Only a few weeks ago, it was all golden for David Fincher’s study of greed in our modern,  technological world, The Social Network. It had taken the majority of the Oscar predicting awards for Best Picture (including the Golden Globe), and it seemed to be completely unbeatable in the upcoming finale to the awards season, the Oscars.

But then, The King’s Speech, the constant second place finisher to Social Network's champion, started winning everything. It began with the Producer’s Guild Award, which raised an eyebrow; but, I was willing to pass that off as older Hollywood showing preference for a more traditional film as opposed to the decidedly different Social Network. I assumed that result would flip again when voting was opened up to younger members of the Hollywood establishment.

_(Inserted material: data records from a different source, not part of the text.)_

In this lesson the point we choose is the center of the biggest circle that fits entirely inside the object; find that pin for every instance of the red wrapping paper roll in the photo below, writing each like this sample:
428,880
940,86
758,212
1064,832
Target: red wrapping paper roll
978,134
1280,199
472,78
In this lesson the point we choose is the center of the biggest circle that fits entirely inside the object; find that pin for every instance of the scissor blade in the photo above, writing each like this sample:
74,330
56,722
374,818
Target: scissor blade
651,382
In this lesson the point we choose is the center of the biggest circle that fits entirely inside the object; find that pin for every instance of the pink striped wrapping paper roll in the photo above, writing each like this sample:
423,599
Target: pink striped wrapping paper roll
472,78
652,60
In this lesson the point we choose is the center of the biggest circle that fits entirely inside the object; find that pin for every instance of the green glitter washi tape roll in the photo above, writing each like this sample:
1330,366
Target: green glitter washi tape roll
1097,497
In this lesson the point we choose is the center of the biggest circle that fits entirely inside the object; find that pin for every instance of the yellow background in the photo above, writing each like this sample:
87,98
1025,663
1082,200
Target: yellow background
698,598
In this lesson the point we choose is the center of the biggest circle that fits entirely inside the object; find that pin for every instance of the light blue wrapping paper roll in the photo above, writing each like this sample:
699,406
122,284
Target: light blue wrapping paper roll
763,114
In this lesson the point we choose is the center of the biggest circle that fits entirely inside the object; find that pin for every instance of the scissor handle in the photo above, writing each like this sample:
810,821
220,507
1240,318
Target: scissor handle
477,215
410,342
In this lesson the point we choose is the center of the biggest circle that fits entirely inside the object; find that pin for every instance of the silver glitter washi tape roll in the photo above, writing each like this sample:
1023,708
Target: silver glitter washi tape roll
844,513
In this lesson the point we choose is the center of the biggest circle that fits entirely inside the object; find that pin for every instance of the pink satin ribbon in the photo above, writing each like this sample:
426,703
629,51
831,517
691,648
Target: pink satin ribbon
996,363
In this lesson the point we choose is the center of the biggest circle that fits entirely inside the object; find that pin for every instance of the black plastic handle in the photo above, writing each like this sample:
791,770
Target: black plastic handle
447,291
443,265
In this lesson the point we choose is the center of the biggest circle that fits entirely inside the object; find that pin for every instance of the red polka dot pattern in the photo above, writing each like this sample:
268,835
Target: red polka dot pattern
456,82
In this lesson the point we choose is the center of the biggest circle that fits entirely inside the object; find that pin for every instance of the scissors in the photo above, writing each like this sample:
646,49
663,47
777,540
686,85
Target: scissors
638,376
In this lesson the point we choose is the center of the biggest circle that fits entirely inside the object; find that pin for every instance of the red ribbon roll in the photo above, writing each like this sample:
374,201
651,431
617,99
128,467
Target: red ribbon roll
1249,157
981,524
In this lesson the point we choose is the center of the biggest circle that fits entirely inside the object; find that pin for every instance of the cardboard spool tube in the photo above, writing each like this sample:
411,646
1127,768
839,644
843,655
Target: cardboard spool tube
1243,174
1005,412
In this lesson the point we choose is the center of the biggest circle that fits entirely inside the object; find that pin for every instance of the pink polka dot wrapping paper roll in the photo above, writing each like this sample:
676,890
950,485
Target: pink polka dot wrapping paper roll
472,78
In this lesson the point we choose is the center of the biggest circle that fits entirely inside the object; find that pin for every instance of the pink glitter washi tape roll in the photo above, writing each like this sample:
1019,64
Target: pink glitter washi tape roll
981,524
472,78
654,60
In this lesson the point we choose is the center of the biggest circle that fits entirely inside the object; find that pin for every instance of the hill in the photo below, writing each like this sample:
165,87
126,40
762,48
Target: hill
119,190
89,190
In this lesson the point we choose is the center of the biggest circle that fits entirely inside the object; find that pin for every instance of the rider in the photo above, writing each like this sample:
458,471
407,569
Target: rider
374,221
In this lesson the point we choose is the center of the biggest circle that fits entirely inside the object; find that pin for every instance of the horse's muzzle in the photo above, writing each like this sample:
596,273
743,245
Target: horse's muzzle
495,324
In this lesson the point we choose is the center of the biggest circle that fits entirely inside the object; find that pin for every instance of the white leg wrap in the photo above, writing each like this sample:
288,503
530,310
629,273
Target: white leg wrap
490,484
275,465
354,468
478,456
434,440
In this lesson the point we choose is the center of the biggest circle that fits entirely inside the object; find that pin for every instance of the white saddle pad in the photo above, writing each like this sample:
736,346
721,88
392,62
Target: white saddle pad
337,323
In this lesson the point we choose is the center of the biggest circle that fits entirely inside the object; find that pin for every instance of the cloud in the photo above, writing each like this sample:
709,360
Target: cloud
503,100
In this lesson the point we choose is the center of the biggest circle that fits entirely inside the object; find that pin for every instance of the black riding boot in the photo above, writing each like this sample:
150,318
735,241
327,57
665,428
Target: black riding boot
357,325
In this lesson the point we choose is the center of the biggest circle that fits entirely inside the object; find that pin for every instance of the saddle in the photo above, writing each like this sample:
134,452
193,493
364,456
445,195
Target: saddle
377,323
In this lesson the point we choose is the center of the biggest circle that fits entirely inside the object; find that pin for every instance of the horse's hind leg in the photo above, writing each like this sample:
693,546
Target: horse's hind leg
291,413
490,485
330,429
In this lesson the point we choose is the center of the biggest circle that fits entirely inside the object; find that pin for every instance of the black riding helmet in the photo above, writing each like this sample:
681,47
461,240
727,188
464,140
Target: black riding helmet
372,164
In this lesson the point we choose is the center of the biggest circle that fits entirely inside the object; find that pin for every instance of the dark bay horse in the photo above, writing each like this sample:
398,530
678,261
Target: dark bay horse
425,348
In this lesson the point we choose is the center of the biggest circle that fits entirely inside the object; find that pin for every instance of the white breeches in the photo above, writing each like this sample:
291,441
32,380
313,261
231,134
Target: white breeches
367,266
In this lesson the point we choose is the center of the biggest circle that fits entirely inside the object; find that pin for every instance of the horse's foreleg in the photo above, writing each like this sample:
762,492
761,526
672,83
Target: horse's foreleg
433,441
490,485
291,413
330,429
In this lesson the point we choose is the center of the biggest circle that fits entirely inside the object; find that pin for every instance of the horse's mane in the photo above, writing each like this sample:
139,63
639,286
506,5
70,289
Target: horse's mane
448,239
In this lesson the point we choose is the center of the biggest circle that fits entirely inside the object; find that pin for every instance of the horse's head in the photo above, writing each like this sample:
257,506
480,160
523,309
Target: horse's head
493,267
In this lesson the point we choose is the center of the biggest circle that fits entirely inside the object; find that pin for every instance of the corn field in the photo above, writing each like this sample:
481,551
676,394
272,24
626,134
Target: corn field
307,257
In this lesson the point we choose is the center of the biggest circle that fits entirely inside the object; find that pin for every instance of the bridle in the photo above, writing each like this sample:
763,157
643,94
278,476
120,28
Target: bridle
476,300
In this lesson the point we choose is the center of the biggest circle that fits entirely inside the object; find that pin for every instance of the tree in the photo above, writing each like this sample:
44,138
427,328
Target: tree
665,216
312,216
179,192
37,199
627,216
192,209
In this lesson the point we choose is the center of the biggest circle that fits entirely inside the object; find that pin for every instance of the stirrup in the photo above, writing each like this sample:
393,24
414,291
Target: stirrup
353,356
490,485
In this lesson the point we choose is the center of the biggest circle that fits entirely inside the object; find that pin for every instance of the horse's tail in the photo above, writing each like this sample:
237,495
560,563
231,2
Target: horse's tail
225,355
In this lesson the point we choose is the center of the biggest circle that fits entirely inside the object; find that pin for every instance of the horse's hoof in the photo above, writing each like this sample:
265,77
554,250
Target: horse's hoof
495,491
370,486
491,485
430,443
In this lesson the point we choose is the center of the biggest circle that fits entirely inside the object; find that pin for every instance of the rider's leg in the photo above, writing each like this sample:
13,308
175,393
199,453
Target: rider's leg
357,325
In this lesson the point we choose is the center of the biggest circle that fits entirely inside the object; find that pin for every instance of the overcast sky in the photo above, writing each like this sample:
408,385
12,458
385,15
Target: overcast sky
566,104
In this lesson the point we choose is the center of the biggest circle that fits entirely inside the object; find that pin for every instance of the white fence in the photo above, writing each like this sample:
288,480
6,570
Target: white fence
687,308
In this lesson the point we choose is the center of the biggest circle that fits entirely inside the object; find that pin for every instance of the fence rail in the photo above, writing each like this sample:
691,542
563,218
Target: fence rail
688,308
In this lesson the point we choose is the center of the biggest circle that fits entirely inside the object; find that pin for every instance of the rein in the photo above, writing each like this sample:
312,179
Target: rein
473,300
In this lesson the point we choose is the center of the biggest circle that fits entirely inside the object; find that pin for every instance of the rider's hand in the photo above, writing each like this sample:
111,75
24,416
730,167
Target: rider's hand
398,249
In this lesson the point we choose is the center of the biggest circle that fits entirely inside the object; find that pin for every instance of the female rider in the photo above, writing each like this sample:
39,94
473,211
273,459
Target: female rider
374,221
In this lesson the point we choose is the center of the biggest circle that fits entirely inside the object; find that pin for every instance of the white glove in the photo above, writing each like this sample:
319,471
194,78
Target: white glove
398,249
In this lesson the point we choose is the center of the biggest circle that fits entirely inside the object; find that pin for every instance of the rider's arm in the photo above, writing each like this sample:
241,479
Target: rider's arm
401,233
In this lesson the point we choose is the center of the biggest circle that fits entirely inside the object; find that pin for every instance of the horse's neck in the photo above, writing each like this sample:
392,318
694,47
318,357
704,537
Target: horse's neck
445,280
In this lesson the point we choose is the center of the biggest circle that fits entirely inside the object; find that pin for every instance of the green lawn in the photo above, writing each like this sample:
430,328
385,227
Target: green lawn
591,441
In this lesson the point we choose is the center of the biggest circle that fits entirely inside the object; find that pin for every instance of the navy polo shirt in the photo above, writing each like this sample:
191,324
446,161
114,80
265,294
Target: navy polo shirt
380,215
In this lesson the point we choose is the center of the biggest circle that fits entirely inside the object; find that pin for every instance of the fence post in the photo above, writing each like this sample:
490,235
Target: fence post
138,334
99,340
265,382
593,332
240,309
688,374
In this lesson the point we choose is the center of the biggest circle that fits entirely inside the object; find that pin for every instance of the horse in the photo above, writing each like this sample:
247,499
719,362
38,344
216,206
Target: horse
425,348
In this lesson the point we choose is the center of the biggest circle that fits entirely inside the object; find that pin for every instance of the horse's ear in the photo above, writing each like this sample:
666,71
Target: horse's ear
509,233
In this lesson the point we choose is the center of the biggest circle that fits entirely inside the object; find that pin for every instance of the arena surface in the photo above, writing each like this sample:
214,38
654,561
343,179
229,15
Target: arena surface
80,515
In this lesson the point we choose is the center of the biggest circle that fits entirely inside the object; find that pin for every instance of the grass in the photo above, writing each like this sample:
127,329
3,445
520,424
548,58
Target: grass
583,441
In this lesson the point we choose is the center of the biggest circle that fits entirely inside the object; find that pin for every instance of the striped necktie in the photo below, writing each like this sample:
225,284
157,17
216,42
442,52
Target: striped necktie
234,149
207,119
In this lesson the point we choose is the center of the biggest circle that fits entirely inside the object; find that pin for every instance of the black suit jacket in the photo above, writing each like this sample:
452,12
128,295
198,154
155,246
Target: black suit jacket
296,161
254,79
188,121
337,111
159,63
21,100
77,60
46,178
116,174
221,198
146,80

Then, King’s Speech won the Director’s Guild Award for Best Picture and the Screen Actor’s Guild Award for Best Cast (SAG’s equivalent of Best Picture) and suddenly, King’s Speech went from the film likely to give “Mr. Darcy” an Academy Award and became the clear favorite to win big on Hollywood’s biggest night.

So, why the switch? What happened to derail Social Network's award-winning train in favor of King’s Speech little engine that could? As I mentioned in my previous post on this subject, winning an Academy Award has a lot to do with marketing, backroom meetings, who-knows-who, P.R., and various other things that have nothing whatsoever to do with the actual films. So what I feel happened to grant Colin Firth an Oscar for Best Actor for King’s Speech, Tom Hopper an Oscar for Best Director for King’s Speech, and the film itself an Oscar for Best Picture, is that the film’s mysterious, never-seen and rarely mentioned but vitally important P.R. people got that older part of Hollywood to show their remaining strength by giving all their support and pushing for everyone else to give the same to a more traditional type of Best Picture winner at the expense of the more unusual choice, Social Network.

As for the other major categories:

Writing: Neither Christopher Nolan nor The Social Network will go home empty handed, as Inception wins Best Original Screenplay and Aaron Sorkin takes Best Adapted Screenplay for Social Network.

Lead Actress: Annette Bening is again going to lose to a younger actress, as Natalie Portman takes the award for her dark turn in Black Swan.

Supporting Actor/ Actress: The Mark Wahlberg produced, real-life Rocky, The Fighter tops both of these categories as Christian Bale gets recognition for being one of the most talented actors in Hollywood today, and Melissa Leo gets recognition for a career that’s almost as old as some of her co-stars.

Keep in mind, these are just my opinions and theories. I don’t know anything for certain, including who will actually win Sunday night, and I am far from a Hollywood insider, so please don’t take my words as gospel.